Жестом предложив гостю сесть, Петр и сам сел к столу, тяжело вздохнул и подпер подбородок руками, опершись локтями о стол.
— Так ведь я хотел рассказать вам об этом как-то дипломатично, не сразу, а может, и вообще не говорить… Ведь с полицией никогда не знаешь, что она преподнесет человеку. А родная мать сразу — из тяжелого орудия… Ну да ладно, начинайте вы, вам положено.
— Я пришел из-за Яворчика. Сразу говорю, его преступлениями я не занимаюсь, ничего о них не знаю и меня они не интересуют. И его алиби мне ни к чему, допрашивать его нет необходимости. Я хочу знать, что и кому он говорил. А среди лиц, которым мы склонны доверять, вы больше всех можете знать.
— Выходит, я достоин вашего доверия? — изумился Петрик.
— А вы полагаете — не достойны?
— Нет, я-то как раз считаю себя самым достойным, хотя могу и ошибаться, но не думал, что вы тоже…
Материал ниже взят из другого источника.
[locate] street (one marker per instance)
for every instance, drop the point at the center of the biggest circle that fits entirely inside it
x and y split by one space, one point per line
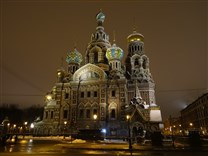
59 148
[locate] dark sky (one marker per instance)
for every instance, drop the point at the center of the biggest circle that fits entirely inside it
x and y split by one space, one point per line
36 34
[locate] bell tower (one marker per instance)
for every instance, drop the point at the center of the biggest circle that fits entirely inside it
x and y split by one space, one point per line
96 49
137 67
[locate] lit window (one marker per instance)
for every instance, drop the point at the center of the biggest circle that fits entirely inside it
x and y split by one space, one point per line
66 95
82 94
94 111
46 115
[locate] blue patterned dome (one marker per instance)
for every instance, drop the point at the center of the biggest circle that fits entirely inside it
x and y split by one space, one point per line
74 57
114 52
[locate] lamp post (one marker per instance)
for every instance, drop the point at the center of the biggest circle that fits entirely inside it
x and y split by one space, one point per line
65 122
95 117
24 129
129 130
77 106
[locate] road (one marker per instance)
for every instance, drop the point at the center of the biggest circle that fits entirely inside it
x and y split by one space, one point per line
59 148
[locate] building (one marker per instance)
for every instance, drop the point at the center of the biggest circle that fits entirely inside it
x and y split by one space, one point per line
195 115
102 92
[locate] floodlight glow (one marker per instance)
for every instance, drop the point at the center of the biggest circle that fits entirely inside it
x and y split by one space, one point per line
103 131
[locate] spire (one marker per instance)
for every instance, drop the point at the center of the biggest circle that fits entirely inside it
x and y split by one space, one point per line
137 92
100 17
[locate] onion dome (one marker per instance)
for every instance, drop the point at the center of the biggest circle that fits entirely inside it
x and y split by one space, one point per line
114 53
135 37
74 57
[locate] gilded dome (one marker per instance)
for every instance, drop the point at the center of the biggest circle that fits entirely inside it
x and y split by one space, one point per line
135 37
74 57
114 52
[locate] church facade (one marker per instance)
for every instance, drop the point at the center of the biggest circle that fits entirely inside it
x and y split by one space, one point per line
101 93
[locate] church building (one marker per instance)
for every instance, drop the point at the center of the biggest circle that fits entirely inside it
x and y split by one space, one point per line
103 93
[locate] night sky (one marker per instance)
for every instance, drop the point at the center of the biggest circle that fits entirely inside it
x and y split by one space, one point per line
35 35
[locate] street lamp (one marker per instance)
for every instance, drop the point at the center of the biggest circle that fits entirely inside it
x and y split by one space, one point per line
128 119
24 129
95 117
65 122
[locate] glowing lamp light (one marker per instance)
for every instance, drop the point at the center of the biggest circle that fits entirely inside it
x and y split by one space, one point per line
103 131
48 97
128 117
94 116
32 125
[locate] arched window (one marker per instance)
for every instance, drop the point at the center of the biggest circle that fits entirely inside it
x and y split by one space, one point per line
65 114
51 114
95 57
81 113
87 113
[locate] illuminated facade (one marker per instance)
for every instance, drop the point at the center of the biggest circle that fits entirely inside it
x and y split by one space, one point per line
195 115
100 93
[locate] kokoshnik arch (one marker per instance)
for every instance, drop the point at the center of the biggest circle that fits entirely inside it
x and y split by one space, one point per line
104 87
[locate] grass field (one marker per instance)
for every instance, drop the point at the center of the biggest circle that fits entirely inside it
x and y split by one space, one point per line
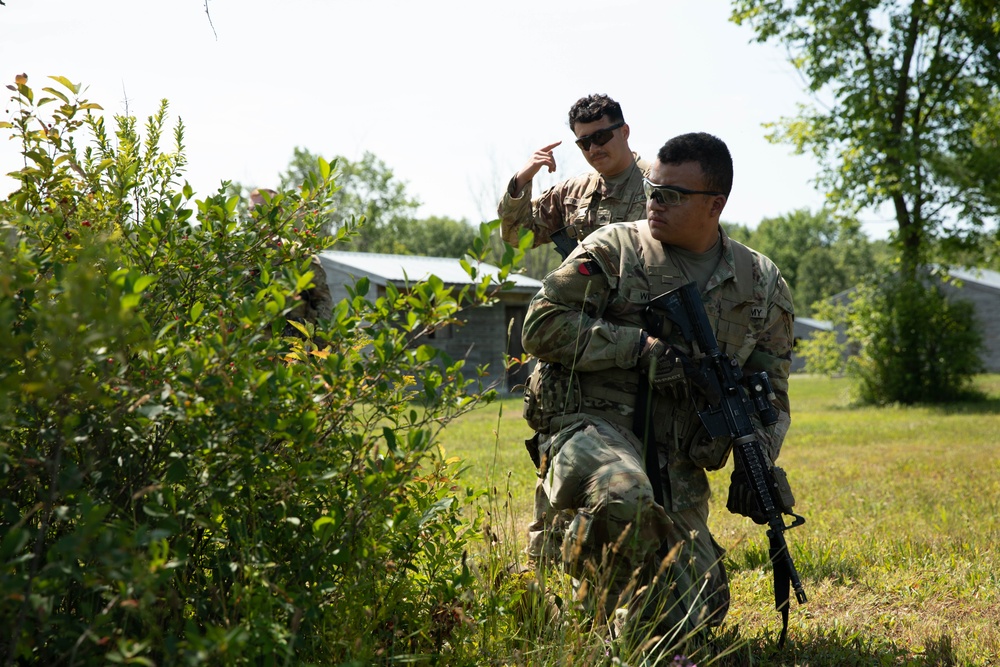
899 555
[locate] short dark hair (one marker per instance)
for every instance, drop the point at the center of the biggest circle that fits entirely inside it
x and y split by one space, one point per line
711 154
594 107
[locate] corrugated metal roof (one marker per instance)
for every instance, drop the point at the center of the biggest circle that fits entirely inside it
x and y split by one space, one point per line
823 325
400 269
984 277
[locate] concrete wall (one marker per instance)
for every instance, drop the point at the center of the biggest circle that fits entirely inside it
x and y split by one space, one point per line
986 301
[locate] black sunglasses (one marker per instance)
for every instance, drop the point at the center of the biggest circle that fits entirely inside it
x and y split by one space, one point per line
671 195
599 138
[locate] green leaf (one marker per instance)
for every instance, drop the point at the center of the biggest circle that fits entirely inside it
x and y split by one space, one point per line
143 282
74 88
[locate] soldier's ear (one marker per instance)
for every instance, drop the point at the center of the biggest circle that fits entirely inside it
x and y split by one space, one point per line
718 203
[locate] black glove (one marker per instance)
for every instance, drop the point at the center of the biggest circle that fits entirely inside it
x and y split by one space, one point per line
661 363
742 499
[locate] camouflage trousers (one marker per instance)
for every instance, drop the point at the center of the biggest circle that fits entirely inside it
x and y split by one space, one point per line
595 513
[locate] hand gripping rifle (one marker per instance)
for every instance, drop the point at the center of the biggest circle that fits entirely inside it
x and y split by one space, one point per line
731 404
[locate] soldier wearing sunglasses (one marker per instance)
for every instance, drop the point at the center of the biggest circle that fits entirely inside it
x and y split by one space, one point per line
589 324
567 212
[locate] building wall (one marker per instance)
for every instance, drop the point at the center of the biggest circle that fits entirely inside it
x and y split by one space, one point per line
986 301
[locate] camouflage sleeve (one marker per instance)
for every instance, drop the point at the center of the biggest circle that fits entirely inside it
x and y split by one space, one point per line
565 320
773 354
543 215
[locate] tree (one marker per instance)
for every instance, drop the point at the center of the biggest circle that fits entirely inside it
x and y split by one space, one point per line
438 237
181 484
818 255
367 190
909 95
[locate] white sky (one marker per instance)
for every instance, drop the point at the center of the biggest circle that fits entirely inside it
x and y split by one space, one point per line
454 95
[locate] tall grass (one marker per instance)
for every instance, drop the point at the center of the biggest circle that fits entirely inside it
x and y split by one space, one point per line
898 554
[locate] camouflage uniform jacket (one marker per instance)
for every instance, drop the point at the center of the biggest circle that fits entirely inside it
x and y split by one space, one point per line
581 204
589 316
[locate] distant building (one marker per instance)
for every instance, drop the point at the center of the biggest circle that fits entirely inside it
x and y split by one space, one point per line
980 287
482 340
803 329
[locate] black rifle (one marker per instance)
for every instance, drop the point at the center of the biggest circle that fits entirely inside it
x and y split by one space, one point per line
731 404
563 243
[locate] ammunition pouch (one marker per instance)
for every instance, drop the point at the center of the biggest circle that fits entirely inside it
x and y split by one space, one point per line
552 391
708 452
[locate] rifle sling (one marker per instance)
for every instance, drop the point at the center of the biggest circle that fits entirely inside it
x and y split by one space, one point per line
782 584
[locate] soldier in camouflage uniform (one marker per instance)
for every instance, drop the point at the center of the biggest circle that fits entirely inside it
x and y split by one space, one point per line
589 321
579 205
567 212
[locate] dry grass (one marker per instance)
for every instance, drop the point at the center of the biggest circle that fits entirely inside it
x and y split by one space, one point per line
898 555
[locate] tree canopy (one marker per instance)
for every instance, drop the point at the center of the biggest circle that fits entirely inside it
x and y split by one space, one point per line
819 255
908 102
368 190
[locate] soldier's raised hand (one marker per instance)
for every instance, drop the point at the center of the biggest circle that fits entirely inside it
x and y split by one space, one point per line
543 157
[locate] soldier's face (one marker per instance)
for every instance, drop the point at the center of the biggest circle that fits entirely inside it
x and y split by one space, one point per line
612 158
694 223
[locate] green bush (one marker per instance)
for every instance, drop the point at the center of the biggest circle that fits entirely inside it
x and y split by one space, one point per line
908 343
181 483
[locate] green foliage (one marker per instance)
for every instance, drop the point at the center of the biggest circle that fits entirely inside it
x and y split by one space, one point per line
907 93
366 191
910 344
907 98
819 254
181 483
897 553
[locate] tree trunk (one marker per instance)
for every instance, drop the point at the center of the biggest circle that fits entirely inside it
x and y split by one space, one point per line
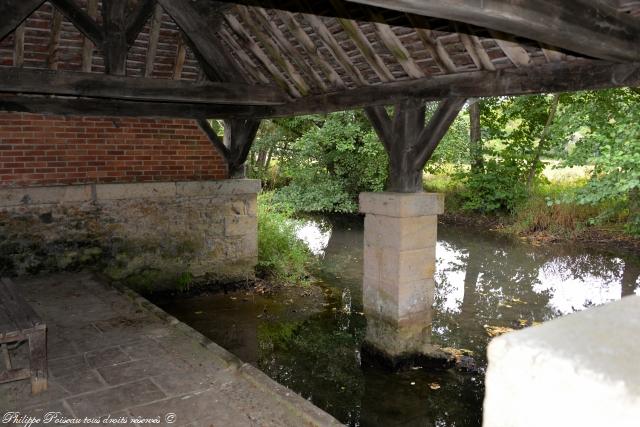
543 140
475 139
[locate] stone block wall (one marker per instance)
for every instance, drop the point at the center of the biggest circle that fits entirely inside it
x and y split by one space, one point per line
148 235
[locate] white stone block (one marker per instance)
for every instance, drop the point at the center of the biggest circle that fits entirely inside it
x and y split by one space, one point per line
579 370
402 204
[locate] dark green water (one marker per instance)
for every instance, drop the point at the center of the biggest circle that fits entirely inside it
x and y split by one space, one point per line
309 339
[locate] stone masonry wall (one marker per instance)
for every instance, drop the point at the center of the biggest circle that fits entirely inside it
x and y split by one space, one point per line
148 235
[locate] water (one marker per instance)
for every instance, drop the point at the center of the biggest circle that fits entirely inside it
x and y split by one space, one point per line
309 339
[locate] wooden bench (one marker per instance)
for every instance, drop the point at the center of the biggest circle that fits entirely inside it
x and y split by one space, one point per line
19 322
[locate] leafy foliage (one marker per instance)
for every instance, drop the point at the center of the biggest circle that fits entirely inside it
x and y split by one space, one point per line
331 163
281 255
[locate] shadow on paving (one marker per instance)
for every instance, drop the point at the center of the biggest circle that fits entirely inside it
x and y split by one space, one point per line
112 358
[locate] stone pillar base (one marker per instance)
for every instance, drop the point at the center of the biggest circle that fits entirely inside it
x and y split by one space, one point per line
399 263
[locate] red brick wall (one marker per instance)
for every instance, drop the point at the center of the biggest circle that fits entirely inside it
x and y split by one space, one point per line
44 150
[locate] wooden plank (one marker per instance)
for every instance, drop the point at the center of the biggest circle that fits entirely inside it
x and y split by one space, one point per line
200 21
516 53
310 47
123 108
362 43
38 362
336 50
154 36
433 46
18 46
181 55
13 12
396 48
130 88
87 44
287 48
18 310
81 20
245 63
249 44
589 27
549 78
271 49
54 40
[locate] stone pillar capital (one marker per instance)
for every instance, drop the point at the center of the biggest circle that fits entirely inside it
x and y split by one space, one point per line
402 205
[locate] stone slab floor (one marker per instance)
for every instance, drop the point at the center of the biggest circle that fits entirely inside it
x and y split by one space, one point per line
112 354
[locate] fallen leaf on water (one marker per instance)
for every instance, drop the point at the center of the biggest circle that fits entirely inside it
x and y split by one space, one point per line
494 331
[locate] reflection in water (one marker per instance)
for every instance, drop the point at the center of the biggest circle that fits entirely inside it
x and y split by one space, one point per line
311 344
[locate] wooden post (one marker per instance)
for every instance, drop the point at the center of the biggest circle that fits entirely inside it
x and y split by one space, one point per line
408 142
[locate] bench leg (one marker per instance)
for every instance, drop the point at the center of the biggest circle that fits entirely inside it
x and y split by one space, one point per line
38 361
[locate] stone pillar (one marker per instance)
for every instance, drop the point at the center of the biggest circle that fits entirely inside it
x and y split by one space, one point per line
399 264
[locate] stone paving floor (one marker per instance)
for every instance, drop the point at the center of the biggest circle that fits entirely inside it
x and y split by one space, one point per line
113 354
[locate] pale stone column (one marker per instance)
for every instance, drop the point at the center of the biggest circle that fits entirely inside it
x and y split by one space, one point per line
399 263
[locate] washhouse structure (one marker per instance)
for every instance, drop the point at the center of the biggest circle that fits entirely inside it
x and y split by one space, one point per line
105 139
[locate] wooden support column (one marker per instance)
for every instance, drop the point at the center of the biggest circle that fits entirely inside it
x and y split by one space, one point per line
239 135
408 141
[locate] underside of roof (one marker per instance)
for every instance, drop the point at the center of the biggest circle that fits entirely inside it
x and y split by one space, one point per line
293 57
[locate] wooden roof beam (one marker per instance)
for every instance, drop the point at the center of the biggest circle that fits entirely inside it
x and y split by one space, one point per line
81 20
13 12
14 80
548 78
589 27
123 108
200 20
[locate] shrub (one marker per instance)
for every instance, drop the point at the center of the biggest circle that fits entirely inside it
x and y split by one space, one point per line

— Напрасно некоторые уверены, будто в полицию подбирают лишь безнадежных дураков. А сейчас разрешите, я поясню, что именно нас интересует. Вся эта череда убийств неким иррациональным образом связана с Эвой Марш. Насколько нам известно, на Яворчика оказывали большое влияние…
Вздохнув с облегчением, Петрик убрал локти со стола и постарался как можно обстоятельнее отвечать на вопросы. Он понял — речь пойдет о том, что он слышал, то есть о сплетнях или слухах, а они не имеют соответствующих статей в уголовном кодексе. Вот, например, если бы пан Возняк опубликовал в газете заявление, в котором обзывал кретином и идиотом пана Ковальского, последний имел бы полное право обратиться в суд, защищая свою честь и достоинство. А когда те же слова произносятся в разговоре в узком кругу знакомых, у пана Ковальского нет никаких юридических обоснований для обращения в суд. Так что Петрик мог себе позволить пересказать то, что слышал, не опасаясь юридических последствий.
И он позволил, причем весьма охотно, потому как не выносил Ступеньского и Яворчика, зато любил и ценил Эву Марш. Он постарался как можно точнее припомнить все бредни и измышления Яворчика. Ну хотя бы о том, что Вайхенманн собирал книги Марш и агитировал сценаристов адаптировать их для кино; как Заморский своими фильмами делал ей рекламу; как Држончек выбирал самого щедрого из кучи спонсоров, горевших желанием поставить фильм по книгам Эвы Марш; как без поддержки поклонников Эва просто исчезла бы с горизонта. Повторяя все эти оскорбительные выпады, парень каждый раз добавлял, что сам он придерживается прямо противоположного мнения.